她说在□□镇,遇到了一台会说话的纺车;在鱼头人污染区,她和哥哥一起把呆笨的鱼头人异形耍的团团转;后来认识了小荆棘,也和他一起清理过很多个污染区……
碑下,满满地摆着各种各样的污染核,像散落了一地的小饰品挂件:毒苹果的,八条裤子的,章鱼触须的,黑色小礼帽的,迷你的蜥蜴笼……琳琅满目。
这些污染核本应交到军情处统一销毁,但江邢夜念着大部分是她自己得来的,拥有绝对的处置权,便没强迫她上交,只是再三告诫她要及时销毁。
江稚羽当然会销毁这些东西,她攒了这么多污染核,原本就打算带到父母跟前,当着他们的面一颗一颗地敲碎。
你们的女儿从来不是娇生惯养、一事无成的柔弱富家女,而是一名有理想、有志气的向导。
你们的女儿可从来没给江家丢脸,这些都是我凭本事清理的污染区,你们要是知道我一个人也能清理这么多个污染区,一定会为我骄傲的。
一只蝴蝶扇着翅膀,翩翩然从枝叶里飞来,停在江稚羽的发丝上。
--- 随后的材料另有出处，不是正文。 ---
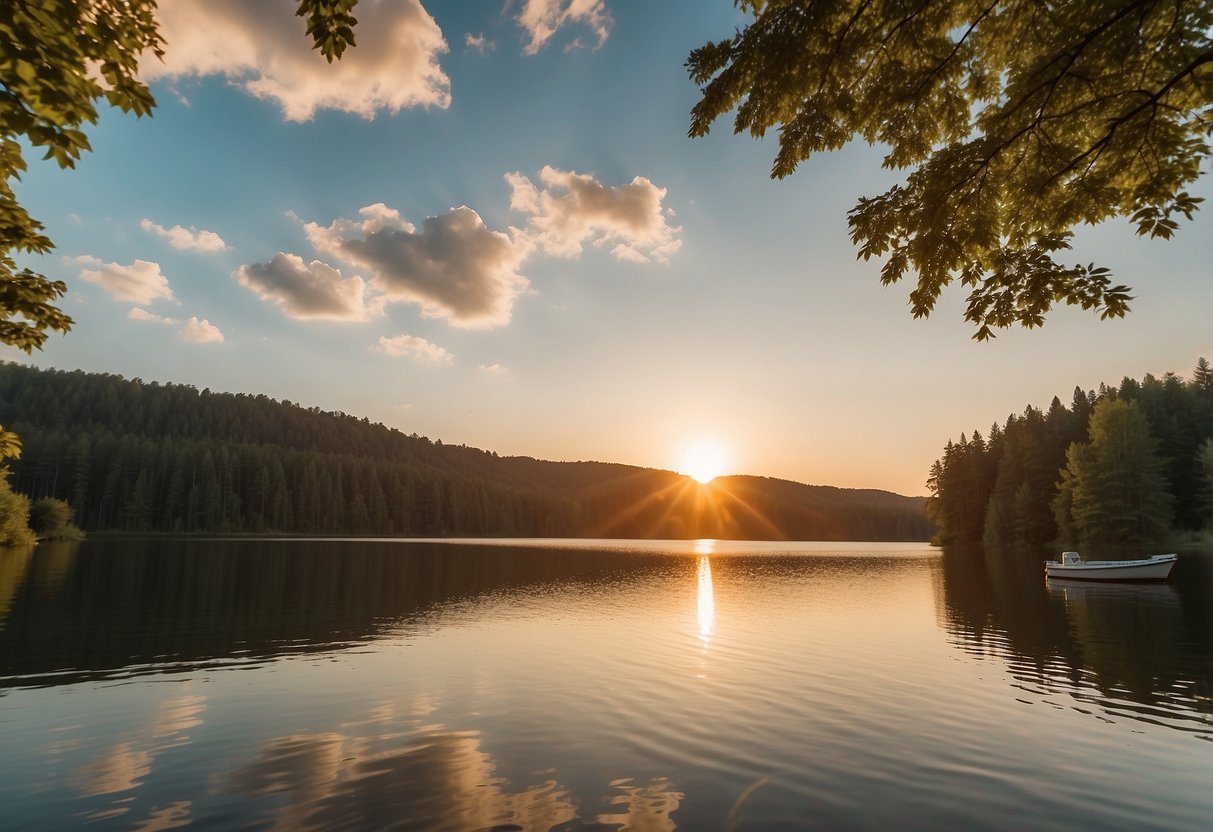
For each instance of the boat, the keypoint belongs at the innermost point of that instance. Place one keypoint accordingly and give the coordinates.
(1074, 568)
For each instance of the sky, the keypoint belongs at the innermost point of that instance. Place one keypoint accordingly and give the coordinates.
(485, 224)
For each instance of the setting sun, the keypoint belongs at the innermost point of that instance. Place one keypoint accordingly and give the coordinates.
(704, 460)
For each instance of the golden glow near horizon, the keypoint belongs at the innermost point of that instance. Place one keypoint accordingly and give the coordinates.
(706, 600)
(704, 460)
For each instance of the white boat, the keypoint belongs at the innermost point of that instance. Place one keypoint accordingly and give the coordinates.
(1072, 568)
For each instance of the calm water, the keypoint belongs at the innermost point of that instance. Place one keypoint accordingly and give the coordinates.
(601, 685)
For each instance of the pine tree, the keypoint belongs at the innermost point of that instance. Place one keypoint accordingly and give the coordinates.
(1114, 486)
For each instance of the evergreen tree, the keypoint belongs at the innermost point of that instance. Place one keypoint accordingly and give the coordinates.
(1205, 465)
(1115, 488)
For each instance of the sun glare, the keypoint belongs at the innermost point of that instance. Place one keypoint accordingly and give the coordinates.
(704, 460)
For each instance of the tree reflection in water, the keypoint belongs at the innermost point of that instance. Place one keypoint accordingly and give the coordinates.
(1125, 650)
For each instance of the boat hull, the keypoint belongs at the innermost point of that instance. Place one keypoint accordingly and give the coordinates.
(1150, 569)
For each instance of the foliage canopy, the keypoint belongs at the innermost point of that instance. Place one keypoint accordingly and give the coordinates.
(1019, 119)
(57, 60)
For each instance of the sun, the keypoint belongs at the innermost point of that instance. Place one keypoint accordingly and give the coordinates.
(704, 460)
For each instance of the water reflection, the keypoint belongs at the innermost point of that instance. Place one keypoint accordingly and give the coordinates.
(1138, 651)
(123, 608)
(427, 778)
(706, 603)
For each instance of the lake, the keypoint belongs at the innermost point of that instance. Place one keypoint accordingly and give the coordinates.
(596, 685)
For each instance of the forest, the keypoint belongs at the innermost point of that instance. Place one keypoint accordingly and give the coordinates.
(136, 456)
(1122, 466)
阳光穿过彩翼,斑斓的光影照着她的乌发。
蝴蝶又翩翩然地飞走,优雅地落在石碑上,翅膀翕动,静静地伏在那儿,似乎也在远远注视着她。
她手里的锤子起起落落,污染核一颗颗四分五裂,又被砸成粉末。最后把这些碎裂的污染核装回袋子里。
与两座墓碑倾诉完最后的心里话,她才恋恋不舍离开墓区,返程回家。
回程路上,陆祈镜顺手接过了她手里的物品,问道:“这些污染核,是你在污染区拿回来的那些么?”
江稚羽侧头望着他手里的袋子,点头:“是呀,怎么了?”
陆祈镜停下脚步,拿起一颗碎得没那么严重的污染核碎片,仔细观察,眉头皱起,又换了另一块,捻在指尖看了又看。
“有什么不对吗?”江稚羽见他表情凝重,好奇地凑过来。
“好像不太对。”陆祈镜又捏起一块碎片,在指腹间捻碎,反复验证自己的猜测。
“哪里不太对?”
“这些污染核是假的。”
江稚羽满眼都是惊讶:“假的?”
陆祈镜把刚捏碎的污染核展示给她看,在一模一样的颜色掩盖下,内部却是统一的白灰状质地。